# External Bucket Sort

# External Bucket Sort

External bucket sort extends bucket sort to data that does not fit in memory. It partitions records into ordered buckets stored on external storage, sorts each bucket independently, and concatenates the buckets in key order.

The method works well when the key distribution is known well enough to create buckets of manageable size.

## Problem

Given a large dataset and a key function, sort all records using bounded memory.

The algorithm assumes that records can be assigned to ordered buckets:

$$
B_0, B_1, \ldots, B_{k-1}
$$

where every key in $B_i$ is less than or equal to every key in $B_j$ whenever $i < j$.

## Core Idea

Create external buckets, scan the input once, and write each record to its bucket. Then sort each bucket separately.
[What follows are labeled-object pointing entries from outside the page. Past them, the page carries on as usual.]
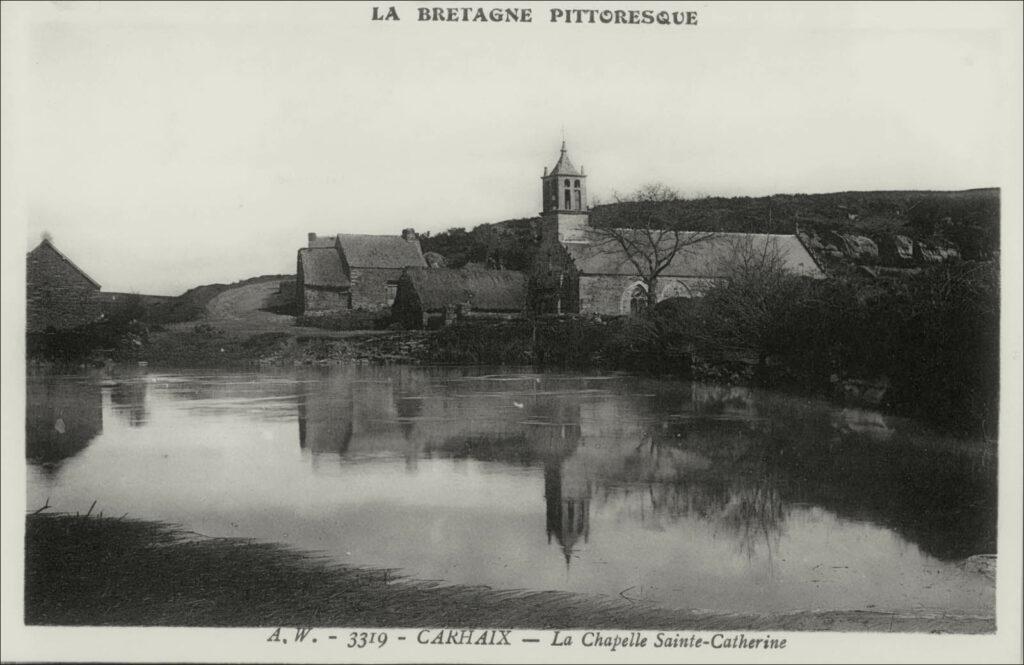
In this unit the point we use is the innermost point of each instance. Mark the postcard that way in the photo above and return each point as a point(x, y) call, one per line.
point(528, 332)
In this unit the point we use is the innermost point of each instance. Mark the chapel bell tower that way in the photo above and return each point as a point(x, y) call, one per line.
point(564, 197)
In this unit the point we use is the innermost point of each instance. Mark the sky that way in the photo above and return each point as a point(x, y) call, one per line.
point(163, 147)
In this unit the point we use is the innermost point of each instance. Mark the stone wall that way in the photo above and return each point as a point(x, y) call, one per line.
point(370, 287)
point(607, 294)
point(317, 300)
point(58, 296)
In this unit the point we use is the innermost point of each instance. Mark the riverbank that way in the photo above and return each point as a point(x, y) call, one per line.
point(107, 571)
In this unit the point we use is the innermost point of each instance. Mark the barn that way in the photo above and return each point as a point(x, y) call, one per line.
point(348, 272)
point(433, 297)
point(59, 294)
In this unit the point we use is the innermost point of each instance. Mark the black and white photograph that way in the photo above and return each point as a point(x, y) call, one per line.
point(530, 332)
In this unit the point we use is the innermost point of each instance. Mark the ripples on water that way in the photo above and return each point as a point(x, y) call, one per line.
point(685, 495)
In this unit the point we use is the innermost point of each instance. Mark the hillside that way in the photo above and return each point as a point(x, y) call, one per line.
point(896, 229)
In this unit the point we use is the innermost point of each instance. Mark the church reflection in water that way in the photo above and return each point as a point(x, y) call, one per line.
point(720, 455)
point(60, 418)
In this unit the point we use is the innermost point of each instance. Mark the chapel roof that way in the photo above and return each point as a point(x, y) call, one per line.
point(710, 256)
point(380, 251)
point(483, 290)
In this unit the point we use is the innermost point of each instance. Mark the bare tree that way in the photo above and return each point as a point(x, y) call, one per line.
point(748, 300)
point(649, 234)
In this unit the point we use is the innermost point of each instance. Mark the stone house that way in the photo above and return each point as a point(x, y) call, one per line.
point(59, 294)
point(351, 272)
point(433, 297)
point(578, 269)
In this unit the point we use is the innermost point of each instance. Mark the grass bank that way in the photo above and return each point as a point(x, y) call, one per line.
point(103, 571)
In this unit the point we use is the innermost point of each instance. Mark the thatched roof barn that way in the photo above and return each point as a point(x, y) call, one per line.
point(431, 296)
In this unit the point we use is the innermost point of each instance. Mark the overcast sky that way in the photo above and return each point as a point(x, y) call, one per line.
point(167, 147)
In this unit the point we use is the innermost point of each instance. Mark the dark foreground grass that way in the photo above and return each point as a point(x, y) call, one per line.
point(102, 571)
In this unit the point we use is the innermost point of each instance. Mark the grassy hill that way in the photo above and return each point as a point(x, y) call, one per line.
point(968, 220)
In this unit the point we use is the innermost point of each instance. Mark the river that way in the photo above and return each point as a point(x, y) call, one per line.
point(683, 495)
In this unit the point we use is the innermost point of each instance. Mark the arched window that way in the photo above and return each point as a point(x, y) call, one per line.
point(638, 301)
point(634, 299)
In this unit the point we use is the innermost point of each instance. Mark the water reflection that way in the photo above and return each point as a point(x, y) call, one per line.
point(738, 498)
point(128, 400)
point(730, 456)
point(61, 416)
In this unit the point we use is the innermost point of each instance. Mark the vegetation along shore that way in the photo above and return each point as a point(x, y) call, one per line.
point(89, 570)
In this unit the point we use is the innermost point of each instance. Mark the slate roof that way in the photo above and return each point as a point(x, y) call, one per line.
point(381, 251)
point(322, 266)
point(708, 257)
point(564, 165)
point(483, 290)
point(46, 244)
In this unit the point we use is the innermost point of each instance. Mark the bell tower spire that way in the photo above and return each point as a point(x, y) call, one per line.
point(564, 186)
point(563, 197)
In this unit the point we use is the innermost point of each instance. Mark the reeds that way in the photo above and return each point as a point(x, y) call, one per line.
point(102, 571)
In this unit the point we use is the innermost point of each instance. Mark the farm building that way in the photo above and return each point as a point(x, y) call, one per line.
point(59, 294)
point(349, 272)
point(579, 268)
point(432, 297)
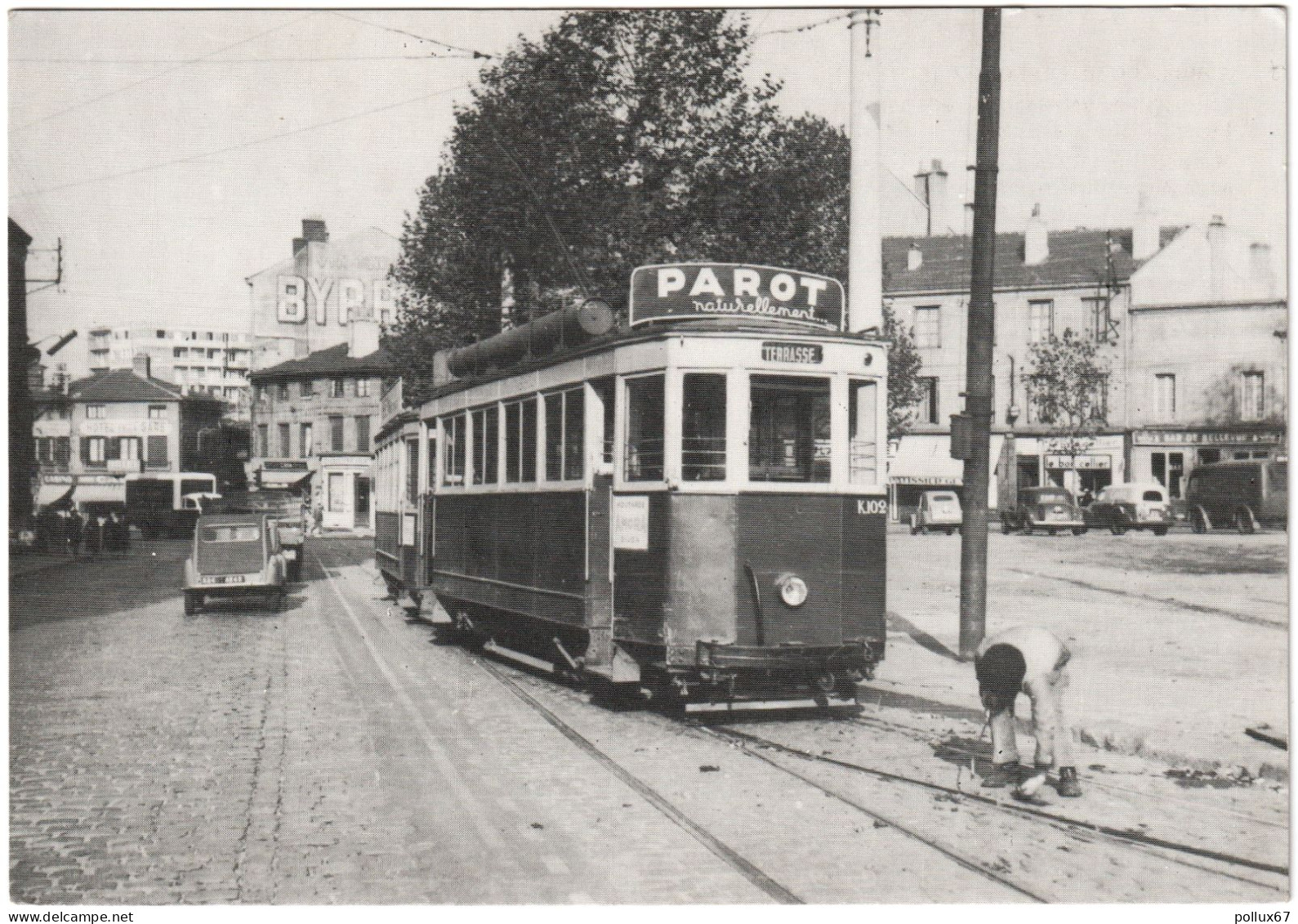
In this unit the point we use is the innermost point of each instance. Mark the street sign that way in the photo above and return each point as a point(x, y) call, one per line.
point(676, 291)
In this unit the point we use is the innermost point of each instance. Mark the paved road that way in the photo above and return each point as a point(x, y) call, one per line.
point(334, 754)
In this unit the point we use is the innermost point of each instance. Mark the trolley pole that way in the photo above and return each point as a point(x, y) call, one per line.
point(978, 379)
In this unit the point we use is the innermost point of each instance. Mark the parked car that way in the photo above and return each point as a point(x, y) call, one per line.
point(286, 509)
point(938, 511)
point(1137, 505)
point(1244, 493)
point(234, 556)
point(1050, 509)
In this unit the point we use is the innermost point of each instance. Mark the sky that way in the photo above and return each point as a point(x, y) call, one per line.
point(176, 154)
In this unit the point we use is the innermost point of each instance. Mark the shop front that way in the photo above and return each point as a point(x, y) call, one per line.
point(343, 492)
point(1168, 456)
point(923, 462)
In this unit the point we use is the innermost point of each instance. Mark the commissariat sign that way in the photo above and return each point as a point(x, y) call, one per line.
point(674, 291)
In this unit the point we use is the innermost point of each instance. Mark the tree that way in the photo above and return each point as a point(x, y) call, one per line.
point(903, 365)
point(1067, 386)
point(621, 138)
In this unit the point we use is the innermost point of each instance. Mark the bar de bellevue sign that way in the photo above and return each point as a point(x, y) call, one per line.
point(676, 291)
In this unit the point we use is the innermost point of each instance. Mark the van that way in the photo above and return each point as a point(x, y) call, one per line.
point(1242, 493)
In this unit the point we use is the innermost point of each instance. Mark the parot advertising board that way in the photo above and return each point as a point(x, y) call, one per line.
point(676, 291)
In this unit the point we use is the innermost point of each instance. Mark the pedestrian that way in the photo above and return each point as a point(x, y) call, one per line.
point(1028, 659)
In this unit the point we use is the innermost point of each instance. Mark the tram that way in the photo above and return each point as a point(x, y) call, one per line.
point(688, 504)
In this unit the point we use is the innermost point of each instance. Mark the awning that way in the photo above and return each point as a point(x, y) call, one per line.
point(83, 493)
point(926, 460)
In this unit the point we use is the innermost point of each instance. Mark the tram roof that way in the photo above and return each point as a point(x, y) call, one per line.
point(622, 335)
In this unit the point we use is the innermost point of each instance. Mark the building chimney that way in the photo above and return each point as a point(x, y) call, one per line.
point(1262, 278)
point(1218, 269)
point(313, 233)
point(1036, 243)
point(1145, 234)
point(931, 189)
point(365, 337)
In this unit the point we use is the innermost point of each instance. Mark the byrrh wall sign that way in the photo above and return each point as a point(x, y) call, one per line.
point(735, 290)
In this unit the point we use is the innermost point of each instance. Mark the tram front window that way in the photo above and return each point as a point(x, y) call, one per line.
point(703, 439)
point(645, 428)
point(789, 430)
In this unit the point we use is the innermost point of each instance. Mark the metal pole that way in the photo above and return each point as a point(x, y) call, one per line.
point(978, 384)
point(865, 251)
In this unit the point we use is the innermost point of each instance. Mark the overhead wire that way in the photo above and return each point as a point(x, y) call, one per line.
point(240, 145)
point(412, 35)
point(163, 73)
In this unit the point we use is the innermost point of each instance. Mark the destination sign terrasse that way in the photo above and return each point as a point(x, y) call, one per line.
point(674, 291)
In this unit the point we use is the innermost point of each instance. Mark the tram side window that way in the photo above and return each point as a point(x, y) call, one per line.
point(453, 461)
point(645, 428)
point(606, 390)
point(564, 428)
point(862, 432)
point(520, 440)
point(789, 428)
point(486, 444)
point(703, 439)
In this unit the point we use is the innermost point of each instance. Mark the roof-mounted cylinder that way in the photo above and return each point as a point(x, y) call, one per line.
point(570, 326)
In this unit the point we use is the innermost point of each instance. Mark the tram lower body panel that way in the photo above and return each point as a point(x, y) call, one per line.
point(703, 604)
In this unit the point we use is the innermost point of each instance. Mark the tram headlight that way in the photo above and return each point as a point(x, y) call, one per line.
point(793, 589)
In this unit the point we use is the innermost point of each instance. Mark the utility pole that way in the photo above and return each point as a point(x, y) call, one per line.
point(982, 319)
point(865, 251)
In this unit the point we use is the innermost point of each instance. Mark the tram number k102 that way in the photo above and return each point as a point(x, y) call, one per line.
point(805, 353)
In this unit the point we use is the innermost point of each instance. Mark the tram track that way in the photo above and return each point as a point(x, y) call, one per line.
point(1073, 827)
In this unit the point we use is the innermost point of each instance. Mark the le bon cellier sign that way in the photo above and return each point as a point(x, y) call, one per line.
point(735, 290)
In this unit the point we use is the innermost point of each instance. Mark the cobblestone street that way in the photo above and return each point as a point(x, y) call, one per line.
point(335, 753)
point(332, 754)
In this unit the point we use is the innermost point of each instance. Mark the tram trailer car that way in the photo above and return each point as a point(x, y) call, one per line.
point(692, 507)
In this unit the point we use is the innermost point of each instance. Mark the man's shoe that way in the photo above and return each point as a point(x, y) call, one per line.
point(1068, 785)
point(1001, 775)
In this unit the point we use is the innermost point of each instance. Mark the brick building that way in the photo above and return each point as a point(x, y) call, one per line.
point(314, 421)
point(99, 430)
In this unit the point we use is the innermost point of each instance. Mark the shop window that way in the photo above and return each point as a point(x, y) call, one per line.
point(928, 326)
point(645, 428)
point(789, 428)
point(564, 434)
point(520, 440)
point(453, 447)
point(487, 445)
point(863, 432)
point(703, 439)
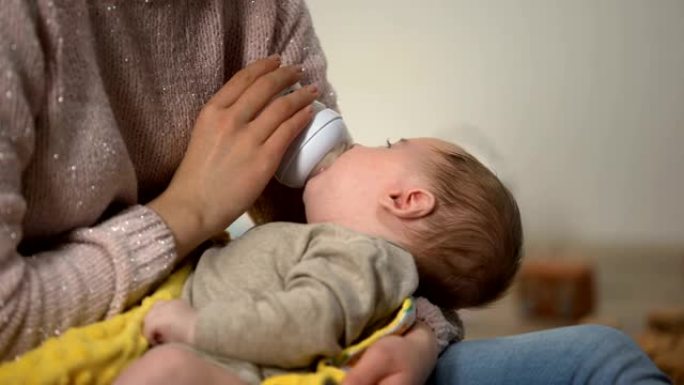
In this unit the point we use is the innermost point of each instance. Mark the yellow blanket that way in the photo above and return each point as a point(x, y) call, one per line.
point(96, 354)
point(93, 354)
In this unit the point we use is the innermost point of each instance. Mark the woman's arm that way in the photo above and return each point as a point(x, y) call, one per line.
point(294, 38)
point(92, 272)
point(95, 272)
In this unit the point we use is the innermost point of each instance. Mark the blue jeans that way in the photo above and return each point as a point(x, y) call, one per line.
point(587, 354)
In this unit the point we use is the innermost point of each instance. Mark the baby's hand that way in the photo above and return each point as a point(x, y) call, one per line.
point(170, 321)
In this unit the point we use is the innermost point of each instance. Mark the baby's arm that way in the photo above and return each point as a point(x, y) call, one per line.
point(329, 298)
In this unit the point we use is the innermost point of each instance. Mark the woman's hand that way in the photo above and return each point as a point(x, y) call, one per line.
point(236, 145)
point(170, 321)
point(397, 360)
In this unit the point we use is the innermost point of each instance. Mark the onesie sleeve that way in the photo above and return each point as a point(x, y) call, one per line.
point(329, 298)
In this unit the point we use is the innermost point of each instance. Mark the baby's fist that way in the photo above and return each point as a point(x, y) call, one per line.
point(170, 321)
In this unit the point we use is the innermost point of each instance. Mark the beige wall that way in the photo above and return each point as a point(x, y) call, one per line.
point(578, 104)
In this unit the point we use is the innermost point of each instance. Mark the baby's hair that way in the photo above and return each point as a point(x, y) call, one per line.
point(469, 248)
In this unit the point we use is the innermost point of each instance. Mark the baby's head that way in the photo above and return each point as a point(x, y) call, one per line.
point(440, 203)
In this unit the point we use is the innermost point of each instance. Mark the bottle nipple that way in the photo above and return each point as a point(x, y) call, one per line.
point(329, 158)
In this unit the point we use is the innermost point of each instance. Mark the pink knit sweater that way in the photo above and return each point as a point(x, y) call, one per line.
point(97, 101)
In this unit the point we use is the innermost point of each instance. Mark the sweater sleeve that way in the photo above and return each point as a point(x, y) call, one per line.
point(94, 272)
point(328, 300)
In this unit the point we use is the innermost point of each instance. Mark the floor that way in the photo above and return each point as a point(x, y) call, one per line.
point(630, 282)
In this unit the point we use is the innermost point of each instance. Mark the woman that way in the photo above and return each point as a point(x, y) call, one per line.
point(111, 175)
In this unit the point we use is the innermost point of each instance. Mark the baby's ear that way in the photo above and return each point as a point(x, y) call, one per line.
point(412, 203)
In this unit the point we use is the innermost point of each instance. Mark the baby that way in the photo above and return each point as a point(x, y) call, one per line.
point(418, 217)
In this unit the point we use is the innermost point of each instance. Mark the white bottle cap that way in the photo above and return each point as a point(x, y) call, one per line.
point(325, 133)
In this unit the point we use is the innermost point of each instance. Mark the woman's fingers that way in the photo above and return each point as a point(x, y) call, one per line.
point(263, 90)
point(278, 142)
point(273, 118)
point(241, 81)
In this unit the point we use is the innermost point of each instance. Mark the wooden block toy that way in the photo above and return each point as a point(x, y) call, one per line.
point(556, 289)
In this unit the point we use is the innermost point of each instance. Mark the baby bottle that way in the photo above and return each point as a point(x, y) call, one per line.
point(315, 148)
Since bucket ranges are ordered, the final output is the concatenation of sorted buckets.

```text id="b9r2kd"
external_bucket_sort(input, bucket_ranges):
    buckets = create_external_buckets(bucket_ranges)

    for record in input:
        i = bucket_index(record.key, bucket_ranges)
        append record to buckets[i]

    for bucket in buckets:
        sort_bucket(bucket)

    return concatenate buckets in order
```

## Bucket Assignment

For fixed numeric ranges, bucket assignment can be computed directly.

```text id="j62qfd"
bucket_index(x, min_key, max_key, k):
    width = (max_key - min_key + 1) / k
    return floor((x - min_key) / width)
```

For arbitrary splitters, use binary search.

```text id="q4am8s"
bucket_index_by_splitters(key, splitters):
    return first i such that key <= splitters[i]
```

## Example

Input:

$$
[42, 7, 18, 93, 55, 12, 71, 30]
$$

Use ranges:

| bucket | range    |
| ------ | -------- |
| $B_0$  | 0 to 24  |
| $B_1$  | 25 to 49 |
| $B_2$  | 50 to 74 |
| $B_3$  | 75 to 99 |

Distribution:

| bucket | values    |
| ------ | --------- |
| $B_0$  | 7, 18, 12 |
| $B_1$  | 42, 30    |
| $B_2$  | 55, 71    |
| $B_3$  | 93        |

Sort buckets:

| bucket | sorted    |
| ------ | --------- |
| $B_0$  | 7, 12, 18 |
| $B_1$  | 30, 42    |
| $B_2$  | 55, 71    |
| $B_3$  | 93        |

Concatenate:

$$
[7, 12, 18, 30, 42, 55, 71, 93]
$$

## Correctness

The bucket ranges are ordered and non-overlapping. Each record is assigned to exactly one bucket whose range contains its key.

Each bucket is sorted internally. Since every key in an earlier bucket is less than or equal to every key in a later bucket, concatenating buckets in bucket order produces a globally sorted sequence.

Every record is written to one bucket and emitted once, so the result is a sorted permutation of the input.

## Complexity

Let:

* $N$ be the number of records
* $k$ be the number of buckets
* $B$ be the block size
* $N_i$ be the size of bucket $i$

Distribution I/O:

$$
O\left(\frac{N}{B}\right)
$$

Sorting cost:

$$
\sum_{i=0}^{k-1} T(N_i)
$$

With balanced buckets and comparison sorting inside buckets:

$$
O(N \log (N/k))
$$

CPU time.

If buckets fit in memory, each bucket can be sorted internally and written once.

## Design Choices

| choice              | effect                    |
| ------------------- | ------------------------- |
| number of buckets   | controls bucket size      |
| bucket ranges       | determines balance        |
| buffering           | reduces small writes      |
| recursive bucketing | handles oversized buckets |
| stable bucket sort  | preserves equal-key order |

## When to Use

Use external bucket sort when:

* keys have a known or estimable range
* bucket boundaries can be chosen well
* buckets can be sorted independently
* sequential writes to bucket files are efficient
* parallel bucket processing is useful

Avoid it when the key distribution is highly skewed and bucket ranges cannot be balanced.

## Implementation Sketch

```python id="ts6f2n"
def bucket_index(x, min_key, max_key, bucket_count):
    if x == max_key:
        return bucket_count - 1

    width = (max_key - min_key + 1) / bucket_count
    return int((x - min_key) // width)
```

```python id="xv0u1e"
def external_bucket_sort_model(data, bucket_count):
    if not data:
        return []

    min_key = min(data)
    max_key = max(data)

    buckets = [[] for _ in range(bucket_count)]

    for x in data:
        i = bucket_index(x, min_key, max_key, bucket_count)
        buckets[i].append(x)

    out = []
    for bucket in buckets:
        out.extend(sorted(bucket))

    return out
```

## Notes

External bucket sort replaces repeated merging with ordered partitioning. Its performance depends on bucket balance. With good buckets, the algorithm can sort large data using mostly sequential scans and independent local sorts.